In the training world, an understanding imbalance often looks like this: I show the trainees how to use the office phone system to place outgoing calls, put them on hold, etc. I call on a trainee and ask her to demonstrate making a call, which she does. I ask another trainee to show putting someone on hold, which he does. I conclude that the class has learned successfully, and I move on to teaching something about keeping the office secure. This is an understanding-not-demonstrating imbalance.

Often we get into understanding imbalances because they seem like efficient uses of class time and resources. It’s easy to justify this kind of training to stakeholders—look how much we’re getting done! But the progress often evaporates once a bit of time has passed: people are taking in so much information that they can’t remember much of it.

Clues that you may have an understanding imbalance

  • Most of the speaking in class is done by the teacher.
  • Students are mostly sitting still and listening to the teacher.
  • Class time and homework both primarily involve learning new material.
  • Opportunities for providing formative assessment are limited or nonexistent.
  • You’re “covering” material but the students aren’t getting it.
  • You can’t remember your students’ voices or handwriting.

If you have an understanding imbalance, start looking for ways to have students practice where you can give them immediate feedback and guidance.

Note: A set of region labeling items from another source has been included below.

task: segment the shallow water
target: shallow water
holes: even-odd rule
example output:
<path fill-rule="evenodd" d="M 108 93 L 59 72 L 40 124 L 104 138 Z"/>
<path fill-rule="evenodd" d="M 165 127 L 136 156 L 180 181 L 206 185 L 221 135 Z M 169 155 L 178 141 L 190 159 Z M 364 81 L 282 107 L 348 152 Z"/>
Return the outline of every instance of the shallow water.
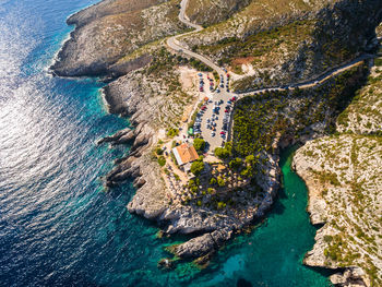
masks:
<path fill-rule="evenodd" d="M 92 3 L 0 1 L 0 286 L 327 286 L 300 264 L 314 228 L 285 160 L 286 189 L 264 225 L 202 272 L 157 270 L 171 242 L 127 212 L 131 183 L 106 193 L 99 180 L 128 148 L 94 142 L 127 120 L 106 112 L 96 80 L 46 73 L 67 16 Z"/>

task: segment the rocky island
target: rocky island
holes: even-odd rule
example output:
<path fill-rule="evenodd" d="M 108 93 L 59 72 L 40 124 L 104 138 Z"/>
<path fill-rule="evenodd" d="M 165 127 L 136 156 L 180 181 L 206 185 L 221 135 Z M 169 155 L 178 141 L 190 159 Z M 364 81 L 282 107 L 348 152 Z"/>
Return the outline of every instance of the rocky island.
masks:
<path fill-rule="evenodd" d="M 324 224 L 305 263 L 379 286 L 381 21 L 379 0 L 105 0 L 68 19 L 51 71 L 108 83 L 133 129 L 98 142 L 131 144 L 105 186 L 134 179 L 128 210 L 189 235 L 178 259 L 205 265 L 266 216 L 279 151 L 301 144 L 294 167 Z"/>

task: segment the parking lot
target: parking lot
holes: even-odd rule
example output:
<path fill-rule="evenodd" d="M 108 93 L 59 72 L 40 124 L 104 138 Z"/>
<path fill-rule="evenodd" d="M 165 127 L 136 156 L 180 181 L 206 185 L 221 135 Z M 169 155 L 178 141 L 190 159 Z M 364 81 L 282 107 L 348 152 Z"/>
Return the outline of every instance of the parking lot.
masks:
<path fill-rule="evenodd" d="M 210 82 L 205 74 L 200 74 L 200 81 L 204 83 L 203 91 L 210 89 Z M 202 106 L 199 117 L 195 121 L 195 131 L 200 132 L 203 139 L 208 143 L 210 152 L 227 140 L 231 111 L 234 108 L 232 98 L 235 95 L 229 92 L 227 75 L 220 75 L 218 87 L 210 95 L 210 100 Z M 199 86 L 200 88 L 201 86 Z"/>

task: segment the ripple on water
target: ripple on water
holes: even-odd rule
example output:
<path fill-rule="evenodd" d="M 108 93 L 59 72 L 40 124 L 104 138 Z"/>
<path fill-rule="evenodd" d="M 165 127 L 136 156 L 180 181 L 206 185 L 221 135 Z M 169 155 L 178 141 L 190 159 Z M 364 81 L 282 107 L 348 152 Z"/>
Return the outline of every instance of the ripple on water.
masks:
<path fill-rule="evenodd" d="M 99 180 L 126 148 L 94 142 L 127 121 L 106 113 L 96 81 L 45 72 L 70 31 L 67 16 L 92 3 L 0 4 L 0 286 L 236 286 L 239 278 L 326 286 L 300 264 L 314 230 L 295 179 L 267 224 L 232 240 L 207 270 L 157 270 L 174 241 L 156 239 L 151 223 L 127 212 L 131 182 L 104 192 Z"/>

If you can’t spare the class time, revise your homework assignments to provide focused practice, starting with small pieces (drills, simple exercises) and scaling them up into bigger practice.

Use the practice for formative assessment, and make any gaps in understanding the target for your next teaching segment. Then give them more time to practice, and keep assessing.

Remember that covering more material is pointless unless they’re also remembering it.

The Practice Imbalance

This one’s a little harder to see, but perhaps I can explain with an example:

In college, I really struggled in a linear algebra class that was heavily focused on procedures and calculations. Each week, I’d learn a host of new mathematical tools and be given problem sets that required repeating them dozens of times. A few weeks into the class, I was lost—couldn’t keep the methods straight in my head, couldn’t figure out what they were for, was frustrated and angry and upset. I ended up passing the class—barely—because the professor took pity on me, and I developed a fervent hatred of linear algebra.

Two years later, in a computer science class about developing graphics systems, suddenly linear algebra made sense to me. I realized that what I’d been missing was a sense of why this math existed. I’d known how to do it, but it wasn’t until I started seeing what to do with it that it began to gel.

It was a practice imbalance. I was getting instruction on how to do the procedures and loads of opportunities to practice the things I was learning, but no real help with understanding what they were for. Math is, unfortunately, often taught this way. Languages are, too.

If students are practicing but don’t have a sense of how the things they’re working on fit into the larger whole, suspect a practice imbalance. If they’re practicing but aren’t improving, they may be missing some crucial bit of understanding.

Clues that you may have a practice imbalance

  • Students can’t explain how their current activities relate to the whole.
  • The teacher rarely speaks or offers feedback.
  • The students aren’t progressing in ability.
  • If students seek help, the teacher explains using the same words every time.

In my experience, it’s much less common to have a practice imbalance. Most of us were taught in information-driven formats that left little time for practice, so we get stuck in understanding imbalances.

Our students need both activities that increase understanding and opportunities for practice. Dropping either from the instructional diet leaves them malnourished.